Adventures with Samba AD

So a company that I am doing work for has the requirement for federated logins between services such as VPN, Email and filesharing. The users were having to manage multiple passwords and it was a nightmare for all involved, especially considering that users were expected to know the difference between an email pasword and a fileshare password (protip, they don’t).

As a bad solution, I rolled a Samba AD which handles the DNS, DHCP and user objects for the business, and attempted to AD-ify it under the guidance of an actual AD expert.

I’ll try to break down my experiences doing this, so that you can make an informed decision. Some of things we discuss here will be transferrable between Microsoft AD and Samba AD, however they will be specifically pertient to Samba AD.

Planning

Get this defined early on. I largely yolo’d our deployment because we already had an unmaintained implementation sitting on an end-of-life’d server. You want to plan out every aspect of your AD before moving on, because most experts recommendation is to “destroy, rebuild”.

Naming Conventions

Name Length

A gotcha I experienced with my naming convention is that netbios names need to be a maximum of 11 characters long. This means constoso-ny-intranet-01 is not a valid name for a machine. We used cny-intranet-01 but even that is 15 characters long.

In previous companies, we used cryptic descriptions for servers. Transferring the above into a compatible naming convention; cnyi01 would be sufficient, as would cnyint01.

Taking this further, you can have cn-int-01 (9 chars) or even cnb-int-01 (10 chars). Your naming convention will be documented as [company][site][type]-[purpose]-[interation].

Notice I said iteration: some companies will decomission an interation permanent. ie if you have cnb-sdc-01 and you build a new DC onto cnb-sdc-02, then subsequently decommission 01, then your next DC that you build would be cnb-sdc-01.

You would need to document what everthing is as well. You need to designed c = contoso, n = new york, b = bare metal, etc.

You should also account for on-prem and cloud infrastructure as your company progresses into new technologies. This gets complicated because a totally condensed yet ultra informative name for just the AWS AZ would be usenv or use1. You could have cau1e-web-01 but that’s 12 characters.

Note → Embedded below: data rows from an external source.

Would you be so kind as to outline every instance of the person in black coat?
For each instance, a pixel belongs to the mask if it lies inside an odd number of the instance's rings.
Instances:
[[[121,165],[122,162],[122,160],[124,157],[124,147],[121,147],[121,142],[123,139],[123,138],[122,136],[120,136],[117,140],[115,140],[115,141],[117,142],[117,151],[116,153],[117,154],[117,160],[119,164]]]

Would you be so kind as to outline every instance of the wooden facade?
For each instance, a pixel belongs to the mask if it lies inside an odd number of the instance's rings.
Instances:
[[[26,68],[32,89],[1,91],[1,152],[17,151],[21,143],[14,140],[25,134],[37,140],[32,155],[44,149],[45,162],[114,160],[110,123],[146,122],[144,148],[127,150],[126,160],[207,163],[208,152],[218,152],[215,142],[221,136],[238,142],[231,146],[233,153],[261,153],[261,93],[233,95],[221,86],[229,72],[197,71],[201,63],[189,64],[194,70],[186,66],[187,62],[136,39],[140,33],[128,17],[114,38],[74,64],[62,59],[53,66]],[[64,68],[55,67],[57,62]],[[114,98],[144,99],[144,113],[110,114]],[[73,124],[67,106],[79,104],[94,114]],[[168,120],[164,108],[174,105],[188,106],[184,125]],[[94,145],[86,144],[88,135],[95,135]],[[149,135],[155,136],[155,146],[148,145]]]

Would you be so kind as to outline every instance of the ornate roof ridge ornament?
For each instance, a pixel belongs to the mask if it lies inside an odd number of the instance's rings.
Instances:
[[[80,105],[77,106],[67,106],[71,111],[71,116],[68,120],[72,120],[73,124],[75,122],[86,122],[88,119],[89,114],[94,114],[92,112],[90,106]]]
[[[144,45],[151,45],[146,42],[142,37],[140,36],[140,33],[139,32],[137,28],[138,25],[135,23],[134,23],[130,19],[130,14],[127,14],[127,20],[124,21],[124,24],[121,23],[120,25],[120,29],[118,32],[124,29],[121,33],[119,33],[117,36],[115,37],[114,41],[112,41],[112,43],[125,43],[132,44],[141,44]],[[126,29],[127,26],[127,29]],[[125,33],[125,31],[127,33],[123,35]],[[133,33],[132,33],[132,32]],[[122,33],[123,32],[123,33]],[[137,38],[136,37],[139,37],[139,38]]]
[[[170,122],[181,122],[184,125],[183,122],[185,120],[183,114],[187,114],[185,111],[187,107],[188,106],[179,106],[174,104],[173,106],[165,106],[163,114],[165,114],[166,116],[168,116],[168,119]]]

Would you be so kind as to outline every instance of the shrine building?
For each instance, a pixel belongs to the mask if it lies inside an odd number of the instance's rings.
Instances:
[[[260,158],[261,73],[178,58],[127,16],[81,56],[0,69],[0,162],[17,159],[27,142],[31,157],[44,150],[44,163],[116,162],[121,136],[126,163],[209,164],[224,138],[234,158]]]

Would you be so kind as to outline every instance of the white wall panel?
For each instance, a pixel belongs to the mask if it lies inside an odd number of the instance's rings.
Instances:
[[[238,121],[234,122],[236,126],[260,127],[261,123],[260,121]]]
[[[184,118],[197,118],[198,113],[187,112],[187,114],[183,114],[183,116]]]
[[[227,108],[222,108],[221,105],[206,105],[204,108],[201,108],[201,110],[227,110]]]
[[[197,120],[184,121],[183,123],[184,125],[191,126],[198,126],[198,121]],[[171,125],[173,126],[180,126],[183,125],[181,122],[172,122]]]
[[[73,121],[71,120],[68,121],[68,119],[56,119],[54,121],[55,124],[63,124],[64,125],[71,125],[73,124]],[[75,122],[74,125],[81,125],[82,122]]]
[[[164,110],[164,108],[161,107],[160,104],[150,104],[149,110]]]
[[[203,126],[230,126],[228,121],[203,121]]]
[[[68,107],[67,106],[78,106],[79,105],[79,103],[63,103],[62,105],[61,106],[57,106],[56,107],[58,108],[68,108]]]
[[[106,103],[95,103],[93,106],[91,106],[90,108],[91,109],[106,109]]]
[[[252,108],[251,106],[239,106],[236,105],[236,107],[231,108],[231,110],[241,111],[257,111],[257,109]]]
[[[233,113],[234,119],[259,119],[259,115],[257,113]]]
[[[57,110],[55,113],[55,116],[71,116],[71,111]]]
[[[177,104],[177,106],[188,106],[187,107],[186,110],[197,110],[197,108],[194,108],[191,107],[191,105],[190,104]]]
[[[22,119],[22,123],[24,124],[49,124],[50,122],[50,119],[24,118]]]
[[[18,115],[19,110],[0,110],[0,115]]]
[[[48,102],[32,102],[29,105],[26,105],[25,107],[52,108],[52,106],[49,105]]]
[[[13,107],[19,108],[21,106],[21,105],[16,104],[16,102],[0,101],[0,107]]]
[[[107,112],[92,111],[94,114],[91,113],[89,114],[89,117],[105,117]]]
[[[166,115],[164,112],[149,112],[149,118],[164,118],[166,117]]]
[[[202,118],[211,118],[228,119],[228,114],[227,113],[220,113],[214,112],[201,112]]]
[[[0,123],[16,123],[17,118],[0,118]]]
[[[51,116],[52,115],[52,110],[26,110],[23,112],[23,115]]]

I am genuinely open to suggestions on naming convention, because I can’t come up with anything that accounts for AWS Availability Zones. At least in the on-prem scenario, cnbint01 is short, informative, and memorable.

Stop naming them after Star Wars and Star Trek ships.

Domain Name - top level

You need to stop using things like contoso.local because Generic TLDs have definitely become a raging meme and anyone can buy any TLD if they have the money.

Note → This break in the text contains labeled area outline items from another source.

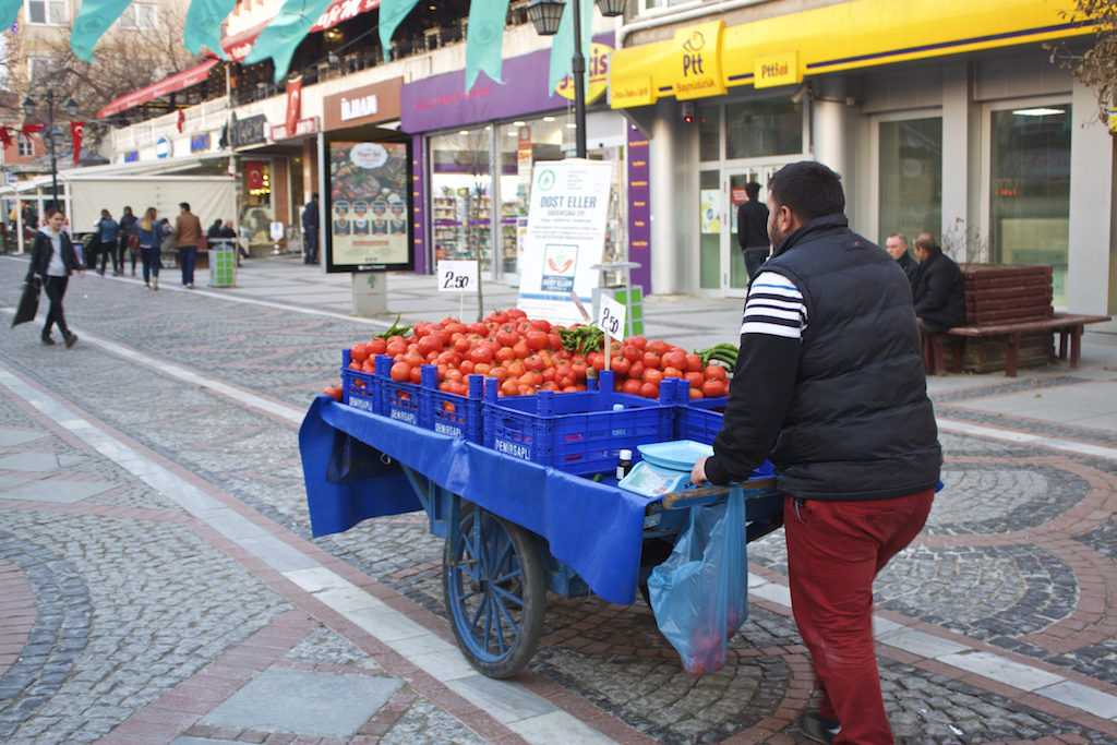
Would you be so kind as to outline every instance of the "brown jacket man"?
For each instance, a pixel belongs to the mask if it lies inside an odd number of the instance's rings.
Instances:
[[[179,248],[204,248],[204,233],[202,233],[202,221],[190,211],[190,206],[183,202],[180,204],[182,211],[174,218],[174,240]]]

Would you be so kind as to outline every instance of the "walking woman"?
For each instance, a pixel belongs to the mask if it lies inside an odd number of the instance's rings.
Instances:
[[[140,220],[140,260],[143,261],[143,284],[147,289],[159,289],[160,245],[170,235],[166,221],[156,219],[155,208],[149,207]]]
[[[66,346],[74,346],[77,334],[71,334],[66,325],[66,316],[63,315],[63,296],[66,295],[66,285],[69,284],[71,271],[77,271],[79,277],[85,276],[85,269],[77,260],[74,251],[74,243],[69,236],[63,231],[66,217],[61,210],[49,207],[46,210],[47,222],[35,233],[35,245],[31,247],[31,266],[27,270],[27,281],[32,281],[35,276],[42,277],[42,289],[50,299],[50,309],[47,312],[47,325],[42,327],[42,343],[52,345],[55,340],[50,337],[50,328],[58,324],[58,331],[63,333]]]

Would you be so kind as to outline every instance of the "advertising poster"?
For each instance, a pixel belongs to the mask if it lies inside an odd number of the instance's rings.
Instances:
[[[552,322],[582,321],[571,296],[593,303],[605,242],[612,165],[600,161],[546,161],[532,174],[527,233],[519,265],[517,306]]]
[[[330,268],[411,261],[408,151],[395,142],[331,142]]]

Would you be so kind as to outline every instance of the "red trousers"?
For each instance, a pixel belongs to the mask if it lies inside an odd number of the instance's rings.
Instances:
[[[872,646],[872,581],[923,529],[934,489],[869,502],[784,497],[791,608],[837,745],[891,745]]]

.local may be reserved as a ‘special-use domain name’ by the https://datatracker.ietf.org/doc/html/rfc6762, but that doesn’t mean that you should still use it. Especially when people are using things like .vm, like this guy.

Microsoft recommends that you use a domain registered with an internet registrar.

Scott Lowe has a good write up about how Mac OS X uses the .local TLD for Bonjour/Rendezvous services, leading to potential conflicts in an AD environment.

Essentially, the general recommendation is to register your FQDN with a registrar and have authoriative DNS servers specific in the WHOIS database. I have seen recommendations that the internal domain should be separate from the public domain, but I have yet to verify this against any official recommendations.

If you want to go down that route, I’m saying that you could register contoso.corp (a proposed gTLD), but use contoso.com for your public serving infrastructure. I personally have an unused domain as my FQDN serving my in-home AD.

Domain Name - third level

I have been told never to use ad.constoso.com. If your business was to buy Glorzo Inc and merge their asset pool into yours, you’re going to have to manage both ad.contoso.com and ad.glorzo.com. This gets super confusing, and could potentially cause problems, when both Contoso and Glorzo users have ad\username as their login.

You should use something like corp.contoso.com. Another example would be crew.contoso.com, or team.contoso.com. You may work for a huge company that has a forest per department, because each department is the size of a small business. This would lead you to have forests like mktg.contoso.com, it.contoso.com, etc. We have actually used oso.contoso.com in the past, which makes way more sense when you know our company name.

You should forward plan on this, reasonably account for anticipated scale over the next 10 years and design accordingly. It is not fun rebuilding an AD infrastructure.

Company (OU) Structure

You need to define how you want your corporate structure to appear. You will find this changes if your company doesn’t accurate define it’s own structure, but you will need to at least have a rough idea of what you’re doing going in.

The recommendation that I followed was to have crew.contoso.com, then to define OU=Contoso,DC=CREW,DC=CONTOSO,DC=COM, ie an OU named “Contoso” (or the company name) under the forest. We then defined all additional Organizational Units under the Contoso OU.

When you log into our AD using the AD Users and Computers tool, you’ll see a logical seperation of groups which are easy to peruse through. Remember that by making your AD neat and clean, you’re making it easier for other people to pick it up and use it correctly, and you’re reducing how often you’ll need to chekc over your notes to do basic functions.